The theory behind this law is that it will both incentivize individuals to buy car insurance and that it will keep insurance costs down by narrowing the potential liabilities. It is, after all, a requirement under state law that car insurance is maintained if you own or operate a car. No consumer wants to pay higher rates because some choose to not abide by the law by not having insurance.  

There are important exceptions to the No Pay, No Play statue that lessen the law’s impact on disadvantaged people who may have hit a temporary hard time. An individual can escape the no pay no play damages cap if they had automobile coverage within 6 months of the time of the accident and this policy was cancelled for non-payment. The cap also does not apply if the at fault driver was drunk or if the claimant is a passenger.

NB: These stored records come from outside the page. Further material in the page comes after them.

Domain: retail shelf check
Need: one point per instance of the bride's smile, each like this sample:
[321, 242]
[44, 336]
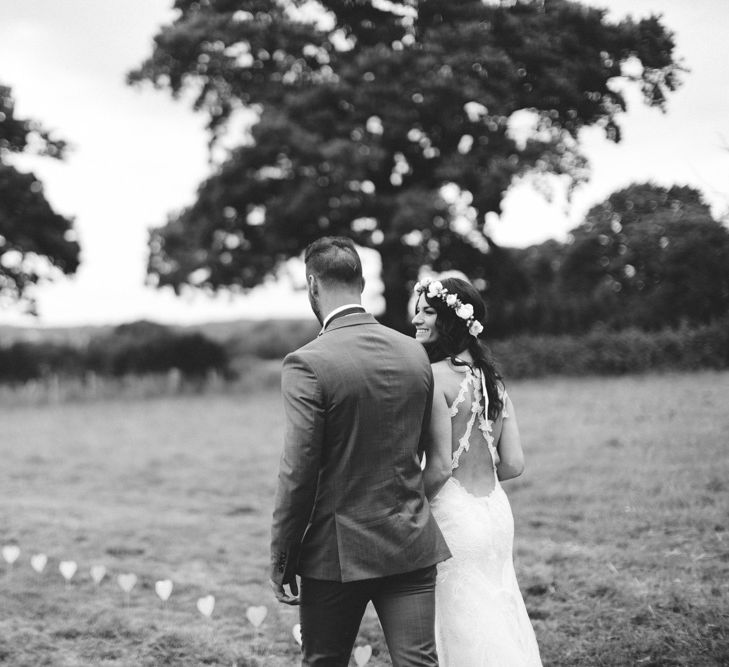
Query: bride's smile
[424, 323]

If you are injured in an accident and your car insurance has expired, it is important to let your attorney know that immediately. This fact is an important one in the attorney’s calculation of the direction to take your case. You will need to provide your attorney with a copy of your expired policy that is dated no older than 6 months before the date of your accident. If you can do this, you will be able to make a claim as if though fully insured. If you did not have insurance at any time before the accident, recent developments have offered some hope.

A spate of recent court decisions have ruled the No Pay No Play law an unconstitutional infringement on the right to a trial by jury. The first to rule on this issue was a case out of Jackson County, Missouri. In Gilmore vs. Page, 17PT-CC00092 (2017), the court ruled that applying the statute to the Plaintiff’s case would violate their right to a trial by jury by capping the damages jurors could consider.

A more legally persuasive opinion was issued last year by a federal court sitting in the Western District of Missouri. It should be noted that while this court does not have the authority to invalidate the law as the Supreme Court of Missouri would, it’s decision is considered predictive on how the Missouri Supreme Court would rule. They were asked if the No Pay, No Play law is a violation of Missouri’s constitution on two separate theories. Plaintiff’s attorneys argued that the law was an unconstitutional infringement on the right to trial by jury and if it is a violation of the equal protection clause by treating uninsured motorists as a different class than insured motorists.  

This case, Miles vs. Shuster Co., 4:17-CV-0894-SRB (W.D. Mo. Nov. 14, 2018) said that the law was unconstitutional. The court said that statute is unconstitutional and that  a plaintiff should be able to have all their damages considered, and not be limited by statute.  

Despite these and other trial court decisions, No Pay, No Play is still the law of the land until it is either overturned by the Missouri State Supreme Court or by legislative act. Some insurance companies have sensed the legal trend toward this law becoming toothless and are no longer using this to devalue a victim’s claim. Other insurance companies are digging in their heels an continuing to fight these claims.  

If you have a serious accident case that is devalued due to No Pay, No Play, I would consider filing a lawsuit on it immediately. You may be able to have a trial court rule against applying the statute to your case and force the insurance company to make you a higher offer. If you take this route, I caution that you may be in for a long-term battle until the law changes, even if you obtain a favorable trial court decision. The insurance company may appeal any verdict you get at trial. With an appeal comes the chance that any victory you get is later overturned.

I think, given the latest trends, you should only consider taking this risk if you have a serious injury case. I would not recommend filing a lawsuit on a low value soft tissue injury case limited by No Pay, No Play.